Por Alexander Bonilla
Después de semanas de largas filas y retrasos en aeropuertos de todo Estados Unidos, la situación comenzó a mejorar gracias al pago de sueldos atrasados a los agentes de la Administración de Seguridad en el Transporte (TSA). Miles de trabajadores que no habían recibido su salario debido al cierre del Departamento de Seguridad Nacional (DHS) pudieron finalmente cobrar, lo que permitió que los aeropuertos retomaran un funcionamiento más fluido.

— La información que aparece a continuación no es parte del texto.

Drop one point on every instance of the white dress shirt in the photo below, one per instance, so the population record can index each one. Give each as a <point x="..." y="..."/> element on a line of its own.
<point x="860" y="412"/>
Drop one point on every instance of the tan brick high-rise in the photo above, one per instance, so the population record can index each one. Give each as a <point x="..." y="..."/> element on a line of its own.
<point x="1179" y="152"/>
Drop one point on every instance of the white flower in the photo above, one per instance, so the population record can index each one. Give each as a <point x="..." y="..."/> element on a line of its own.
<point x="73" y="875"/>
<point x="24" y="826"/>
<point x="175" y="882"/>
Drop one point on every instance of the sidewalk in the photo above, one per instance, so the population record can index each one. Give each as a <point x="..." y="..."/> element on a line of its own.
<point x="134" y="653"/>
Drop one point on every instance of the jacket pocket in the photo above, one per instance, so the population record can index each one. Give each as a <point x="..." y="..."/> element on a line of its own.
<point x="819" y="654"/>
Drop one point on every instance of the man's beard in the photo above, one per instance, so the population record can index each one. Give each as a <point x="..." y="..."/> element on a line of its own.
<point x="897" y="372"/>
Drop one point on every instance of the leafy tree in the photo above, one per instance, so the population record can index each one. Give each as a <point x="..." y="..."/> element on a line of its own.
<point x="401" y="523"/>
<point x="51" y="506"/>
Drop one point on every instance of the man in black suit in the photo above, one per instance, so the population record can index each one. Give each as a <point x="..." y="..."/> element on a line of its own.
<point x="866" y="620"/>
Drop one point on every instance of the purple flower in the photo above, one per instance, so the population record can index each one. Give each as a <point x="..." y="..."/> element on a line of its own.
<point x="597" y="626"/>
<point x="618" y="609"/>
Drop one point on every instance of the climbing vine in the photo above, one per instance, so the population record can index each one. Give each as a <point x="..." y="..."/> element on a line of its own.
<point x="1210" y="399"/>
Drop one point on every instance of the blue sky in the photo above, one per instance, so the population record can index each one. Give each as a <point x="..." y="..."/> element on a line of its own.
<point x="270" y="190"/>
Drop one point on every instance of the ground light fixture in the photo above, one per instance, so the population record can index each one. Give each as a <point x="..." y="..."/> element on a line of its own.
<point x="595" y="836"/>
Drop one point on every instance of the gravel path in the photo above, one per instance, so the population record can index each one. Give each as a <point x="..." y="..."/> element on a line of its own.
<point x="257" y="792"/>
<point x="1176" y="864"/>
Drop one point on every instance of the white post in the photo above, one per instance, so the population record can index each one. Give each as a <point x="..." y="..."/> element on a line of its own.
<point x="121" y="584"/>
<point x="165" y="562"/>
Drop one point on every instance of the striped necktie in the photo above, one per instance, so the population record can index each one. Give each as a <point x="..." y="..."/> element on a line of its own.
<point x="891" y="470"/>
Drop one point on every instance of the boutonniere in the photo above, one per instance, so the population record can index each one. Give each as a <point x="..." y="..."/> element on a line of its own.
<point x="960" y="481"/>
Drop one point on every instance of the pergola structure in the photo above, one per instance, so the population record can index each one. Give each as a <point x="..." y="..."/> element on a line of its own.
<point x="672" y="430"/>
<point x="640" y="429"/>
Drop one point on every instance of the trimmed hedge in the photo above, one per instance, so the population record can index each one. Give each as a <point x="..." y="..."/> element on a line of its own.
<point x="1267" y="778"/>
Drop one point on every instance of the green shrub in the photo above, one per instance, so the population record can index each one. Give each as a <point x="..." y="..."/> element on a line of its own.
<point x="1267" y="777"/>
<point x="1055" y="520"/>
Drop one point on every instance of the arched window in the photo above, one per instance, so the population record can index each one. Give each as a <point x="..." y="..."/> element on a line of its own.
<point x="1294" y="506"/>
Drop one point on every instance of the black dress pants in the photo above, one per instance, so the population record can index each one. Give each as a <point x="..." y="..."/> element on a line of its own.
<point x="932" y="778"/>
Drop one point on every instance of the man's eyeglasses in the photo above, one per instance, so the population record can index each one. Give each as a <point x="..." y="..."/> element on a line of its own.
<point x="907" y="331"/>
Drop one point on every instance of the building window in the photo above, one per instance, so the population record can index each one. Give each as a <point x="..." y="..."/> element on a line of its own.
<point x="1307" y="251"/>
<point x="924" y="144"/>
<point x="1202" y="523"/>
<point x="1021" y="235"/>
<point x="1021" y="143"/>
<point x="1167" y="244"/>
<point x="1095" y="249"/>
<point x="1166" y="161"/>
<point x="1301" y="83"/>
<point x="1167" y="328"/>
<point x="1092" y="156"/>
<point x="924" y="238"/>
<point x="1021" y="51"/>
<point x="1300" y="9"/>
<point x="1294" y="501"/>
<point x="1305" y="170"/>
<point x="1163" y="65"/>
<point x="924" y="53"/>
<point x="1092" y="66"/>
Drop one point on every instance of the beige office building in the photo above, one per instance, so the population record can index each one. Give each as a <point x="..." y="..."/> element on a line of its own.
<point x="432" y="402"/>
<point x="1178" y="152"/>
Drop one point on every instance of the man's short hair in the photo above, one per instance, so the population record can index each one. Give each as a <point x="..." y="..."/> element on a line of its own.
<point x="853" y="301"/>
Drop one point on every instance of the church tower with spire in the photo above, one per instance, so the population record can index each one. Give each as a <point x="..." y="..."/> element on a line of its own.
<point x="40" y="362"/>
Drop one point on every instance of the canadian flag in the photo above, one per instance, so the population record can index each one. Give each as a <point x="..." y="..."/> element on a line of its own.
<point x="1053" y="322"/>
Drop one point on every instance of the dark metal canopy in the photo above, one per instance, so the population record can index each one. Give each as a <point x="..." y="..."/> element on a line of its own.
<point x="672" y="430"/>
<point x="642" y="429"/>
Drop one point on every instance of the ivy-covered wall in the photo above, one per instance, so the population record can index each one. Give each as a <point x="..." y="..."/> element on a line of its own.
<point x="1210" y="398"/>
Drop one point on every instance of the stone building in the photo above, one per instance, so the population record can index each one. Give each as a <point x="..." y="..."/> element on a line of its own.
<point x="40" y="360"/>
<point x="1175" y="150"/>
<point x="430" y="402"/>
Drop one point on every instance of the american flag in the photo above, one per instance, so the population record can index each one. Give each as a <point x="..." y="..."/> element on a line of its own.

En ciudades con cuellos de botella importantes, como Atlanta, Houston y Nueva York, los viajeros notaron que las filas de seguridad empezaban a moverse más rápido. Aunque aún se recomienda llegar con tiempo extra, especialmente durante la temporada de vacaciones de primavera, la mayoría de los aeropuertos registra ya mejoras significativas. Para los pasajeros, la diferencia se siente en minutos ganados y menos estrés al pasar los controles.
El DHS explicó que el retraso en los pagos provocó ausencias masivas entre los agentes, llegando hasta el 40% en algunos aeropuertos, y que incluso más de 500 empleados renunciaron durante el cierre. Con los sueldos al día, la TSA y otras agencias han podido estabilizar su personal, ofreciendo a los viajeros un tránsito más seguro y ordenado. La esperanza ahora es que la normalidad se mantenga mientras continúan las negociaciones en el Congreso para garantizar fondos constantes y evitar nuevos cierres.